Industry peers that have expanded services in response to the declining market include the Tampa-based Plasencia Group, which has received a rush of requests by clients for guidance in dealing with distressed hospitality assets. The company assists lenders and financial institutions in working through highly complex aspects of hotel operations.

“Hotels need to be treated as operating businesses, rather than pure real estate,” says Lou Plasencia, the firm’s chairman and CEO. “People tend to forget that hotel rent rolls are typically one night in length.”

Plasencia also notes that economic constraints have impaired hotel values by as much as 30% in many cases. “Both borrowers and lenders need to realize that this could mean there is no longer any equity in a particular asset,” he says.

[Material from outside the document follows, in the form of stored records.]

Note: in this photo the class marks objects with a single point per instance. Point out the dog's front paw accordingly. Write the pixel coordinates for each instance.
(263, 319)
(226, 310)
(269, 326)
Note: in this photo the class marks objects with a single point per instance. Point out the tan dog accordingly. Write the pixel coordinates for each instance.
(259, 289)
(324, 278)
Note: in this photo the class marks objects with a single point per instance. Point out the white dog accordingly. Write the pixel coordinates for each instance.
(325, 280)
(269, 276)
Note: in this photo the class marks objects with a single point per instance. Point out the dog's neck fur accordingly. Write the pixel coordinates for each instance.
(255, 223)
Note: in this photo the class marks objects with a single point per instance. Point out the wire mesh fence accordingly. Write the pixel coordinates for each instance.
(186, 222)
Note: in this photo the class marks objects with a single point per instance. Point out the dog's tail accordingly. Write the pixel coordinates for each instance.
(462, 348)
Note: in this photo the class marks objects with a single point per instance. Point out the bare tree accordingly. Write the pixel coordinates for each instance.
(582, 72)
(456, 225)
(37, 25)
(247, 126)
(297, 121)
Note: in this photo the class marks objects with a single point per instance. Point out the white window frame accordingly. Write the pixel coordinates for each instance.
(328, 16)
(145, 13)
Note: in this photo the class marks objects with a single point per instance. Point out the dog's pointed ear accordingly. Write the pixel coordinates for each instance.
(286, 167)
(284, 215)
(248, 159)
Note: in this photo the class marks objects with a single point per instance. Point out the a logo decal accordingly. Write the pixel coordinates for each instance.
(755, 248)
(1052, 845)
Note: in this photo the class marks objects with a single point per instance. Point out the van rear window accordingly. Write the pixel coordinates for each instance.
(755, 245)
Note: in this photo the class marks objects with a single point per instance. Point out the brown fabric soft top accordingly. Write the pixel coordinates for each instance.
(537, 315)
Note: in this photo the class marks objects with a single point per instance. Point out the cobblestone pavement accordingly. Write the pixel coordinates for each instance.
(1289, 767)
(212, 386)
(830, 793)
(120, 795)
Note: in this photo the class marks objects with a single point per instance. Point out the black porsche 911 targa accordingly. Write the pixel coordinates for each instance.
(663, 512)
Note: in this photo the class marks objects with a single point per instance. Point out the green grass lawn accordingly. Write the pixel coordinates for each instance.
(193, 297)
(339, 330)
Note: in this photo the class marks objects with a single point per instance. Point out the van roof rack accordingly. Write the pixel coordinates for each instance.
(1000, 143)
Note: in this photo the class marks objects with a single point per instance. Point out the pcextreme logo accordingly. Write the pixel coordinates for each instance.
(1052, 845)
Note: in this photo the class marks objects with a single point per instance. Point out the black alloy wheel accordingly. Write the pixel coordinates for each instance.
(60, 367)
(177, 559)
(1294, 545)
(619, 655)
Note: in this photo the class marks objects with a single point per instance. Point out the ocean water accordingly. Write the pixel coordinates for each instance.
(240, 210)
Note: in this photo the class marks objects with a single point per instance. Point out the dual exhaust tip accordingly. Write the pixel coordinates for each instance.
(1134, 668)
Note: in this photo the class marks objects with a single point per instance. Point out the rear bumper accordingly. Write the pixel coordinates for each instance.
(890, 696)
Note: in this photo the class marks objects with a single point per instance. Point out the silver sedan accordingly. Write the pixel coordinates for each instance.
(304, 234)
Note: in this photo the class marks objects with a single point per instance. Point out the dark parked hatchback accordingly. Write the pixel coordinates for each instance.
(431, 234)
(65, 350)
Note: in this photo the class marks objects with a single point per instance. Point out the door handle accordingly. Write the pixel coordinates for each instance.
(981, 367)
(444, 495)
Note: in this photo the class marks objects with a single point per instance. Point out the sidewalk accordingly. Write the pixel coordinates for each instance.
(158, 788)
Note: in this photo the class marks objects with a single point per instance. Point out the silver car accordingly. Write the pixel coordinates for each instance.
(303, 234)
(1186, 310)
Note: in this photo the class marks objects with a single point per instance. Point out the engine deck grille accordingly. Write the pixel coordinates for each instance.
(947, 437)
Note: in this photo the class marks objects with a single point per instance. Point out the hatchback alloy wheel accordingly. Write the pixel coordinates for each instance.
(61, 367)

Davis says the overheated market for hotels caused the sector’s operating performance to decline at such a traumatic level that has forced many seemingly healthy assets into distress. He points to HREC’s experience with debtor-in-possession sales, workouts and value preservation as giving it an advantage over other hotel consultants, adding that its principals have handled 65 REO hotel sales.

“We’ve seen some mistakes made by people buying notes based solely on yield parameters without really understanding how that particular asset is operated,” Davis says. “It all comes down to the underlying fundamentals of what is a unique operating business, as opposed to other forms of commercial real estate.”